At the annual UU Campus Ministry Advisory Committee meeting, which met jointly with the Young Adult & Campus Ministry Regional Organizing Consultants, District Staff, and special guests from C*UUYAN (Facilitator ConCentric Facilitator), we engaged deeply with issues of sexual misconduct, boundaries, ethics, sexism, and the intersections of oppression. It wasn’t on the agenda, yet it was a healthy and important dialogue, triggered by several incidents this year that were close to the surface personally and professionally for some in the room.
Each year I’ve shared and listened to the ongoing dialogue about Sexism and Misconduct in the young adult community, and in the UUA at-large. It is a serious issue. Even in a community where around 70% of our leaders and participants are female-identified, and in an association where a majority of religious professionals and probably even congregants are women, sexism is a critical issue that calls us to attention again and again. I don’t think there is a holy grail of the perfect analysis and perfect action to end all sexism, just as I don’t think this is possible for racism (i.e., it is all about class smoke screen).
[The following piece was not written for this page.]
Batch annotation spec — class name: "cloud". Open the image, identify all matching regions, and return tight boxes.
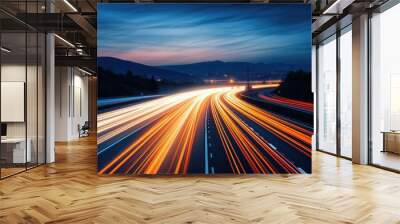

What is needed is what we’ve been working hard to provide, and more. Since I started with young adults, sexual ethics has been a huge issue. It was probably the most common thing I talked about when I was first organizing in C*UUYAN. In those days, 1997-99, there was just no acknowledgment of the problem. Today we are in a more progressive place, but we’re still struggling to be a welcoming and justice-centered place with respect to these issues.
We have a strong Code of Ethics for Young Adult Peer Leaders initiated from years of sexual ethical concerns and visions of right relationship. This has yet to saturate into our local and distict communities, but it will be over the years. The YACM Office, consultants and C*UUYAN have made it a requirement. Amen. It is a wonderful teaching tool, and community building and covenanting resource. Check it out.
We are intentional about making space for processing and for new ideas around how we address misconduct, foster right relationship, set leadership boundaries, and manage conflict. While at the North American level we have limited time together, I have experienced the most institutional movement from these conversations over the last decade. We’ve had gender caucusing as staff, at conferences, we’ve established stronger chaplaincy and mediation services for our programs, and we continually expand space to learn and listen with one another.
We don’t work as closely with the UU Women’s Federation as we used to, we had a surge of energy when several of our C*UUYAN members, ex-leaders, were heavily in their Triennial Conference before GA several years back. That gave us a lot of new perspective, including encountering in a religious setting the 3rd wave feminist movement ideas from young women speakers they organized. We don’t have GA gender caucusing as we used to from 1999 to 2003, those five years really changed the tone of C*UUYAN. Still these things could be resurrected, and new ideas from new C*UUYAN leadership will emerge I believe.
There are so many parallels in the sexual ethics and misconduct issues we discussed to racism. One thing that was underlined for me is that we really have a high expectation that sexism be unwelcome and addressed in our communities. Breaking that down, folks were in consensus around developing strong gender equality, and a sensitivity to marginalizing, tokenizing, and traumatizing effects of sexism in the community. I believe this is essential. And I believe that in dealing with race and racism there is a lot we can learn from how we are dealing with sexism.